Deux mille ans après la fondation de cette communauté, l’Europe se trouve aujourd’hui à peu près déchristianisée; ce qui fut imposé aux hommes par une sorte de contrainte a disparu comme neige au soleil. Face à cela, on fonde tout sur les vertus d’une nouvelle « mission » dont notre continent pourrait être le théâtre, tout comme ce fut le cas en d’autres contrées au temps du colonialisme – avec les mêmes compromissions qu’alors du côté du pouvoir et de l’argent. On crut naguère pouvoir évangéliser la Chine en dépêchant des astronomes à la cour de Pékin; on projette maintenant une nouvelle évangélisation de l’Europe par le biais des cercles de l’Opus Dei et des Chevaliers du Saint-Sépulcre, qui infiltrent déjà copieusement les médias et les milieux de la politique.

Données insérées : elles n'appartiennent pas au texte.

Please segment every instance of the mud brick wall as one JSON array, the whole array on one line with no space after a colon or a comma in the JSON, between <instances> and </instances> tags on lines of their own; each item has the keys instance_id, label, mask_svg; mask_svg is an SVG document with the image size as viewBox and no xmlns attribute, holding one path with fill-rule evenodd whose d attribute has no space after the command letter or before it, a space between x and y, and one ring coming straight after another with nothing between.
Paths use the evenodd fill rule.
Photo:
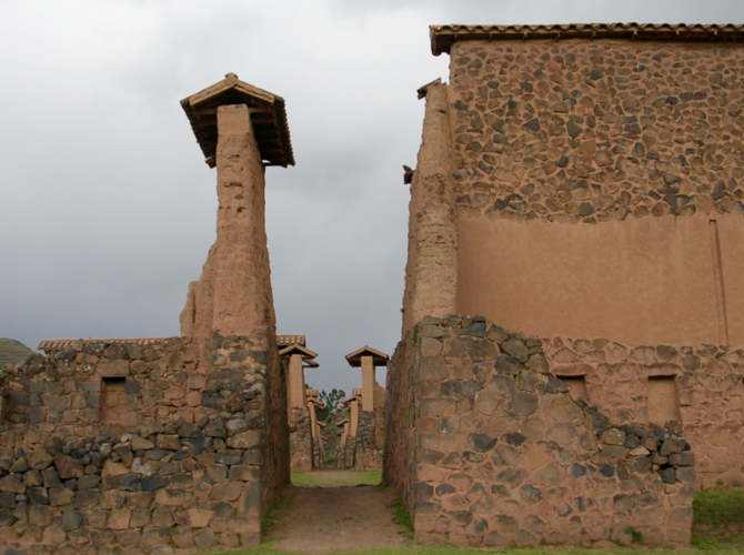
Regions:
<instances>
[{"instance_id":1,"label":"mud brick wall","mask_svg":"<svg viewBox=\"0 0 744 555\"><path fill-rule=\"evenodd\" d=\"M310 414L305 407L290 408L290 470L310 472L312 470L312 434Z\"/></svg>"},{"instance_id":2,"label":"mud brick wall","mask_svg":"<svg viewBox=\"0 0 744 555\"><path fill-rule=\"evenodd\" d=\"M385 423L382 481L409 511L413 507L413 477L416 461L415 415L419 375L413 331L401 341L388 364L385 379ZM423 455L423 453L420 453Z\"/></svg>"},{"instance_id":3,"label":"mud brick wall","mask_svg":"<svg viewBox=\"0 0 744 555\"><path fill-rule=\"evenodd\" d=\"M735 44L461 42L459 210L587 223L744 213L743 68Z\"/></svg>"},{"instance_id":4,"label":"mud brick wall","mask_svg":"<svg viewBox=\"0 0 744 555\"><path fill-rule=\"evenodd\" d=\"M408 343L389 406L415 413L390 418L385 477L418 539L591 544L629 542L633 527L650 543L690 541L694 456L678 427L611 422L572 400L541 341L483 317L426 317Z\"/></svg>"},{"instance_id":5,"label":"mud brick wall","mask_svg":"<svg viewBox=\"0 0 744 555\"><path fill-rule=\"evenodd\" d=\"M2 549L257 545L267 502L288 474L268 467L289 452L286 435L284 446L267 445L277 435L269 346L265 334L215 334L202 373L180 339L145 347L80 341L10 369ZM124 422L103 417L111 383L117 397L123 385Z\"/></svg>"},{"instance_id":6,"label":"mud brick wall","mask_svg":"<svg viewBox=\"0 0 744 555\"><path fill-rule=\"evenodd\" d=\"M382 468L382 444L378 442L376 422L383 422L382 410L360 411L354 440L354 470Z\"/></svg>"},{"instance_id":7,"label":"mud brick wall","mask_svg":"<svg viewBox=\"0 0 744 555\"><path fill-rule=\"evenodd\" d=\"M543 340L543 349L551 371L573 379L613 422L680 421L697 455L697 486L744 484L744 351L567 337ZM664 382L666 392L655 391Z\"/></svg>"}]
</instances>

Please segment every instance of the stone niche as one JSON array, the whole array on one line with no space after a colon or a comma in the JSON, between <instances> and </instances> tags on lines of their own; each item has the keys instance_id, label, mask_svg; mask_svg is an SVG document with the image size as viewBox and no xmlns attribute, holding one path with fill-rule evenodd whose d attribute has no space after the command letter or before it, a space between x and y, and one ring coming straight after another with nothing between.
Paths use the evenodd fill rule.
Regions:
<instances>
[{"instance_id":1,"label":"stone niche","mask_svg":"<svg viewBox=\"0 0 744 555\"><path fill-rule=\"evenodd\" d=\"M678 423L573 398L543 342L424 317L391 363L383 478L415 538L471 546L686 544L695 457Z\"/></svg>"},{"instance_id":2,"label":"stone niche","mask_svg":"<svg viewBox=\"0 0 744 555\"><path fill-rule=\"evenodd\" d=\"M258 545L289 477L265 336L214 336L210 375L179 337L68 343L2 374L0 553Z\"/></svg>"}]
</instances>

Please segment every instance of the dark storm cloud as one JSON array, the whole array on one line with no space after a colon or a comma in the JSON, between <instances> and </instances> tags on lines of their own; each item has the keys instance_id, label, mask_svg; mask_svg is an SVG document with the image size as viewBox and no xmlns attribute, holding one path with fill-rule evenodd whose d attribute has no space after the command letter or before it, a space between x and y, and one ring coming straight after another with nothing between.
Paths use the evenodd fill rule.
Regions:
<instances>
[{"instance_id":1,"label":"dark storm cloud","mask_svg":"<svg viewBox=\"0 0 744 555\"><path fill-rule=\"evenodd\" d=\"M286 100L296 168L267 171L280 333L320 389L400 337L431 23L742 22L740 0L0 0L0 336L179 333L214 240L215 173L179 100L238 75Z\"/></svg>"}]
</instances>

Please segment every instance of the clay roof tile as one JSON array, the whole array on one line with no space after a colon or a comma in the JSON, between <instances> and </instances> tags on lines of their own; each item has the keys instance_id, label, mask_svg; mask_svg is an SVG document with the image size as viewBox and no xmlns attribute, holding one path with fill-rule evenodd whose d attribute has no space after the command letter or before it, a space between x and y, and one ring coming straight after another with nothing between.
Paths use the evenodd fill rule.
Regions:
<instances>
[{"instance_id":1,"label":"clay roof tile","mask_svg":"<svg viewBox=\"0 0 744 555\"><path fill-rule=\"evenodd\" d=\"M431 26L432 53L450 53L455 42L466 40L562 40L621 39L741 42L742 24L670 24L670 23L570 23L549 26Z\"/></svg>"}]
</instances>

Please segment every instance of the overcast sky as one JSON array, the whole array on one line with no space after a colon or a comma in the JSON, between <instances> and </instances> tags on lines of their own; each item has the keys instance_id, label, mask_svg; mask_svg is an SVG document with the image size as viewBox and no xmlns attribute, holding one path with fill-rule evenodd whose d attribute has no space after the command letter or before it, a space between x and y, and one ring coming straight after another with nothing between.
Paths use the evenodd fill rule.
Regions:
<instances>
[{"instance_id":1,"label":"overcast sky","mask_svg":"<svg viewBox=\"0 0 744 555\"><path fill-rule=\"evenodd\" d=\"M179 105L228 72L286 101L267 170L278 331L343 356L400 340L429 26L744 23L743 0L0 0L0 337L178 335L214 241L215 172ZM379 372L381 382L384 372Z\"/></svg>"}]
</instances>

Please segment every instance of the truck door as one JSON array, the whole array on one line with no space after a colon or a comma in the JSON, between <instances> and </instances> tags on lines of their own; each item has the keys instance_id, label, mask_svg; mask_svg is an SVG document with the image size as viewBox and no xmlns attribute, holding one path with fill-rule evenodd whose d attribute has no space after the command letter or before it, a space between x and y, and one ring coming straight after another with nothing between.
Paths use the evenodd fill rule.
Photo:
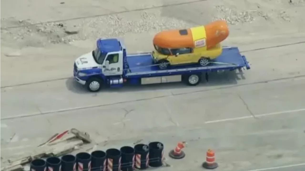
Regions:
<instances>
[{"instance_id":1,"label":"truck door","mask_svg":"<svg viewBox=\"0 0 305 171\"><path fill-rule=\"evenodd\" d=\"M122 75L123 73L123 52L108 53L102 67L103 73L105 76Z\"/></svg>"},{"instance_id":2,"label":"truck door","mask_svg":"<svg viewBox=\"0 0 305 171\"><path fill-rule=\"evenodd\" d=\"M191 62L192 51L191 48L181 48L177 49L176 51L176 54L178 54L175 57L175 63L178 64Z\"/></svg>"}]
</instances>

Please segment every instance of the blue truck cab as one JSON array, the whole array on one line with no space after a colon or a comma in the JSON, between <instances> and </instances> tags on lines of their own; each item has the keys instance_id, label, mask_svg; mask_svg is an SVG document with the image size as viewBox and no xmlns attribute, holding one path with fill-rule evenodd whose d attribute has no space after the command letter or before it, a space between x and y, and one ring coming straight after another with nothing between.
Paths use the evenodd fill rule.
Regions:
<instances>
[{"instance_id":1,"label":"blue truck cab","mask_svg":"<svg viewBox=\"0 0 305 171\"><path fill-rule=\"evenodd\" d=\"M74 63L74 79L89 91L105 86L121 87L125 84L148 84L183 81L196 86L207 79L210 72L250 69L245 57L237 47L224 47L222 54L207 66L197 64L160 69L152 53L128 54L123 42L117 39L99 39L95 50L78 58Z\"/></svg>"}]
</instances>

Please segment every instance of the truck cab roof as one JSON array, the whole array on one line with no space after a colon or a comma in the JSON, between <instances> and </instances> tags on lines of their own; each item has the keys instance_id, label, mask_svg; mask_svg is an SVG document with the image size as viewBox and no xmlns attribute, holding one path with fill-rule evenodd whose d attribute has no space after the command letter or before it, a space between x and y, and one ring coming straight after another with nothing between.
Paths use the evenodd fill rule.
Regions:
<instances>
[{"instance_id":1,"label":"truck cab roof","mask_svg":"<svg viewBox=\"0 0 305 171\"><path fill-rule=\"evenodd\" d=\"M122 50L121 44L117 39L99 39L96 44L99 49L106 53L117 52Z\"/></svg>"}]
</instances>

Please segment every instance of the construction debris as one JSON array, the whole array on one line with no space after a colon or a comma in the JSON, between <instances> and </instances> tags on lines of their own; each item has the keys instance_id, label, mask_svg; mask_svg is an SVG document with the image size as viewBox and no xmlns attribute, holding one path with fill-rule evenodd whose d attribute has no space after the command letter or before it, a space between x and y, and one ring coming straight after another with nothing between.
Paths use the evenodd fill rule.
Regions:
<instances>
[{"instance_id":1,"label":"construction debris","mask_svg":"<svg viewBox=\"0 0 305 171\"><path fill-rule=\"evenodd\" d=\"M45 142L38 145L30 155L19 159L10 159L7 165L0 168L0 171L19 171L23 170L23 165L37 159L59 156L70 153L84 144L92 140L88 133L75 128L52 136Z\"/></svg>"}]
</instances>

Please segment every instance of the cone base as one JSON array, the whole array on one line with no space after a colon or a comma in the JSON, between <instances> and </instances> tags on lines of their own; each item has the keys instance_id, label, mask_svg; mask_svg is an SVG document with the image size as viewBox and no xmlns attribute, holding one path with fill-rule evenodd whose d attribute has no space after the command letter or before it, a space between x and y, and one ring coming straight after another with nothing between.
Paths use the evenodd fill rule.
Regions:
<instances>
[{"instance_id":1,"label":"cone base","mask_svg":"<svg viewBox=\"0 0 305 171\"><path fill-rule=\"evenodd\" d=\"M204 169L214 169L218 167L218 163L215 162L212 164L209 164L206 162L204 162L203 163L202 163L202 167Z\"/></svg>"},{"instance_id":2,"label":"cone base","mask_svg":"<svg viewBox=\"0 0 305 171\"><path fill-rule=\"evenodd\" d=\"M181 153L179 155L175 155L174 150L172 150L168 153L168 155L172 159L180 159L184 158L185 156L185 153L183 151L181 151Z\"/></svg>"}]
</instances>

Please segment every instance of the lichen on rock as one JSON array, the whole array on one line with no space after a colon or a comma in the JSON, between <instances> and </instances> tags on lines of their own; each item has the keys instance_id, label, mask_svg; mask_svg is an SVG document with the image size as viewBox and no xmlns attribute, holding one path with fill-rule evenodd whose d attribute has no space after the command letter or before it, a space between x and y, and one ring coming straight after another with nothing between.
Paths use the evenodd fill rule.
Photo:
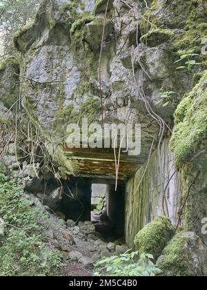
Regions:
<instances>
[{"instance_id":1,"label":"lichen on rock","mask_svg":"<svg viewBox=\"0 0 207 290\"><path fill-rule=\"evenodd\" d=\"M164 249L157 265L162 276L202 276L206 253L193 232L179 233Z\"/></svg>"},{"instance_id":2,"label":"lichen on rock","mask_svg":"<svg viewBox=\"0 0 207 290\"><path fill-rule=\"evenodd\" d=\"M207 71L187 95L175 113L175 128L171 148L177 168L195 156L207 139Z\"/></svg>"},{"instance_id":3,"label":"lichen on rock","mask_svg":"<svg viewBox=\"0 0 207 290\"><path fill-rule=\"evenodd\" d=\"M172 238L173 231L174 228L167 217L157 217L137 234L134 242L141 253L150 253L157 259Z\"/></svg>"},{"instance_id":4,"label":"lichen on rock","mask_svg":"<svg viewBox=\"0 0 207 290\"><path fill-rule=\"evenodd\" d=\"M172 39L174 32L170 29L152 29L141 37L141 41L150 47L155 47Z\"/></svg>"}]
</instances>

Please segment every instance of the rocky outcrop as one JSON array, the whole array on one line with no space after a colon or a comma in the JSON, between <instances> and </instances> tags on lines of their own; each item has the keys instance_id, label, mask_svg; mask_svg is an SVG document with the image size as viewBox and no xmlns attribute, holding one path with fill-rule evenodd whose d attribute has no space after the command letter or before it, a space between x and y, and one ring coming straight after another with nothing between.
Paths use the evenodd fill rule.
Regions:
<instances>
[{"instance_id":1,"label":"rocky outcrop","mask_svg":"<svg viewBox=\"0 0 207 290\"><path fill-rule=\"evenodd\" d=\"M193 232L177 234L157 261L163 276L203 276L206 251Z\"/></svg>"},{"instance_id":2,"label":"rocky outcrop","mask_svg":"<svg viewBox=\"0 0 207 290\"><path fill-rule=\"evenodd\" d=\"M135 244L142 253L148 253L156 260L171 240L174 228L166 217L157 217L141 229L135 238Z\"/></svg>"}]
</instances>

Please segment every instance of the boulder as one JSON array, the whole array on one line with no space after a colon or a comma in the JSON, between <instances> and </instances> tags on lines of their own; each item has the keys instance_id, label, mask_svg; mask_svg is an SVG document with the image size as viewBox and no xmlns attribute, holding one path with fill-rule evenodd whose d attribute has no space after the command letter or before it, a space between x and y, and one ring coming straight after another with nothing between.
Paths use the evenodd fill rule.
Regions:
<instances>
[{"instance_id":1,"label":"boulder","mask_svg":"<svg viewBox=\"0 0 207 290\"><path fill-rule=\"evenodd\" d=\"M2 218L0 218L0 235L4 235L4 222Z\"/></svg>"},{"instance_id":2,"label":"boulder","mask_svg":"<svg viewBox=\"0 0 207 290\"><path fill-rule=\"evenodd\" d=\"M116 246L116 255L119 255L124 254L128 250L128 247L126 245L117 245Z\"/></svg>"},{"instance_id":3,"label":"boulder","mask_svg":"<svg viewBox=\"0 0 207 290\"><path fill-rule=\"evenodd\" d=\"M81 257L79 259L79 262L83 264L83 265L85 266L86 268L91 268L93 264L93 260L90 258L86 256Z\"/></svg>"},{"instance_id":4,"label":"boulder","mask_svg":"<svg viewBox=\"0 0 207 290\"><path fill-rule=\"evenodd\" d=\"M78 251L72 251L69 254L69 259L72 262L78 262L83 255Z\"/></svg>"},{"instance_id":5,"label":"boulder","mask_svg":"<svg viewBox=\"0 0 207 290\"><path fill-rule=\"evenodd\" d=\"M74 222L74 220L68 220L66 222L66 224L67 226L68 226L68 228L73 228L74 226L75 226L75 222Z\"/></svg>"},{"instance_id":6,"label":"boulder","mask_svg":"<svg viewBox=\"0 0 207 290\"><path fill-rule=\"evenodd\" d=\"M193 232L177 233L164 249L157 265L161 276L202 276L206 249Z\"/></svg>"},{"instance_id":7,"label":"boulder","mask_svg":"<svg viewBox=\"0 0 207 290\"><path fill-rule=\"evenodd\" d=\"M50 207L52 211L58 209L61 199L62 188L58 188L53 190L45 201L45 205Z\"/></svg>"},{"instance_id":8,"label":"boulder","mask_svg":"<svg viewBox=\"0 0 207 290\"><path fill-rule=\"evenodd\" d=\"M113 242L109 242L106 246L106 249L108 249L110 252L115 252L116 249L116 245Z\"/></svg>"},{"instance_id":9,"label":"boulder","mask_svg":"<svg viewBox=\"0 0 207 290\"><path fill-rule=\"evenodd\" d=\"M135 236L136 248L143 253L150 253L157 259L173 235L174 228L167 217L157 217Z\"/></svg>"}]
</instances>

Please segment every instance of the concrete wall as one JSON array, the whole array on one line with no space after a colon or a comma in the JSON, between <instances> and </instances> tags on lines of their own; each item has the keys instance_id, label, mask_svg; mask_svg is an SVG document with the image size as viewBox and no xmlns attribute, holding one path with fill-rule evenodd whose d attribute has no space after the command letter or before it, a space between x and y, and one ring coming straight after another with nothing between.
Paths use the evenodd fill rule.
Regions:
<instances>
[{"instance_id":1,"label":"concrete wall","mask_svg":"<svg viewBox=\"0 0 207 290\"><path fill-rule=\"evenodd\" d=\"M146 224L157 215L162 215L162 186L161 176L163 175L165 186L175 172L172 153L169 149L169 140L164 141L161 147L161 168L159 170L158 151L152 155L147 171L143 176L146 164L127 183L126 188L125 238L129 246L133 247L135 235ZM170 181L166 191L167 203L170 220L176 223L179 202L180 190L178 174Z\"/></svg>"},{"instance_id":2,"label":"concrete wall","mask_svg":"<svg viewBox=\"0 0 207 290\"><path fill-rule=\"evenodd\" d=\"M106 184L92 184L92 196L91 196L91 204L95 206L99 204L99 202L106 197L107 193L107 185Z\"/></svg>"}]
</instances>

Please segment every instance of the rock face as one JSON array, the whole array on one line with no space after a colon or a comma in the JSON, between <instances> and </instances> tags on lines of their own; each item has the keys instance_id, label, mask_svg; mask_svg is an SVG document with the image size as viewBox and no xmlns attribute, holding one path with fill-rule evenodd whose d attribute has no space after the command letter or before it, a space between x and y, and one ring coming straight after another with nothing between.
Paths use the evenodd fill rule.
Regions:
<instances>
[{"instance_id":1,"label":"rock face","mask_svg":"<svg viewBox=\"0 0 207 290\"><path fill-rule=\"evenodd\" d=\"M150 253L156 260L173 235L174 228L166 217L157 217L141 230L135 244L143 253Z\"/></svg>"},{"instance_id":2,"label":"rock face","mask_svg":"<svg viewBox=\"0 0 207 290\"><path fill-rule=\"evenodd\" d=\"M193 232L177 234L164 249L157 261L163 276L202 276L206 251Z\"/></svg>"},{"instance_id":3,"label":"rock face","mask_svg":"<svg viewBox=\"0 0 207 290\"><path fill-rule=\"evenodd\" d=\"M165 257L169 253L172 258L174 253L170 244L178 243L178 253L184 253L188 246L193 257L194 253L200 257L202 249L197 244L200 242L188 231L206 242L206 236L201 234L201 221L207 216L204 2L115 0L108 2L106 11L103 0L43 0L34 22L14 35L14 45L23 59L17 61L12 57L0 66L0 123L12 117L8 109L17 100L20 81L22 107L47 140L47 150L57 166L56 177L68 180L75 175L75 171L79 173L84 167L81 162L79 167L76 161L72 166L62 152L68 123L81 124L82 118L88 117L90 124L126 120L141 124L141 156L146 164L127 182L125 235L132 247L137 232L164 211L175 224L178 209L187 197L179 225L188 233L172 239L164 251L165 262L160 264L170 275L201 273L200 262L190 256L191 272L181 261L179 270L173 265L171 270L168 268L170 264ZM170 147L175 156L169 148L174 113ZM149 152L152 154L148 160ZM90 169L83 168L86 173ZM175 169L179 173L174 173ZM42 181L38 182L39 188ZM72 195L75 191L73 184ZM80 191L88 202L90 194L82 194L82 186ZM59 204L63 211L72 204L66 198ZM78 220L77 209L74 206L66 218ZM97 237L92 229L88 233L90 227L79 224L74 233L94 241ZM144 246L148 238L142 241L139 236L145 229L138 233L137 243L141 242L143 251L151 251L150 246ZM152 253L156 258L168 239L164 242L153 240ZM108 255L110 249L102 248L100 252Z\"/></svg>"},{"instance_id":4,"label":"rock face","mask_svg":"<svg viewBox=\"0 0 207 290\"><path fill-rule=\"evenodd\" d=\"M0 236L4 235L3 220L0 218Z\"/></svg>"}]
</instances>

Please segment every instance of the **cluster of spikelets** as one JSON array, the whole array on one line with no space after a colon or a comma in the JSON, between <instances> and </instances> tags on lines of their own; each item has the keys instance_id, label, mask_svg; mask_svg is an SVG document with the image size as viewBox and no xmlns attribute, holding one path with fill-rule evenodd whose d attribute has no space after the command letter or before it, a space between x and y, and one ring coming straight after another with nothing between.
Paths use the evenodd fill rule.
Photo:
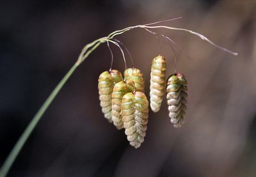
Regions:
<instances>
[{"instance_id":1,"label":"cluster of spikelets","mask_svg":"<svg viewBox=\"0 0 256 177\"><path fill-rule=\"evenodd\" d=\"M155 57L150 74L150 108L157 112L166 94L169 117L175 127L184 122L186 109L187 81L184 74L175 73L166 81L166 63L162 56ZM144 93L144 78L137 68L124 73L115 69L103 72L99 78L99 93L104 117L118 130L125 129L130 145L137 148L144 141L149 103Z\"/></svg>"}]
</instances>

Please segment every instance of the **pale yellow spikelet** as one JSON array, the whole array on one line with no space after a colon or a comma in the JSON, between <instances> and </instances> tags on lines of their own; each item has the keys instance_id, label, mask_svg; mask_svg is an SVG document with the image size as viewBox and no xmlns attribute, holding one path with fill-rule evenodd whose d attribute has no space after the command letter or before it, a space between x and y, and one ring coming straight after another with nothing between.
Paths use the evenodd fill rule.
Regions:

Ces efforts connaissent, il est vrai, des succès ahurissants. Nous sommes ainsi témoins de ce que, comme par miracle, les catholiques envahissent aujourd’hui des régions d’Europe de l’Est où, jusqu’à présent, ils étaient pratiquement marginaux. Ce qui implique des manœuvres de longue haleine. Les bureaux romains s’y entendent, remarquables en tout ce qui regarde la diplomatie secrète et l’infiltration. Il faut pourtant que ces entreprises échouent, et elles échoueront. Le plus stupide d’entre nous ne verra-t-il pas qu’elles n’ont rien de commun avec ce que Jésus a voulu et dit? La domination du monde est en effet d’autre venue que la culture et la promotion de la liberté de l’homme; or c’est pour cette dernière que Jésus a plaidé. Il m’est évident, au demeurant, que la voie sur laquelle s’engage l’Église aujourd’hui, et où elle connaît il est vrai quelques succès spectaculaires, comme le fut le voyage du pape en Asie, ne mène à la longue qu’au musée…]”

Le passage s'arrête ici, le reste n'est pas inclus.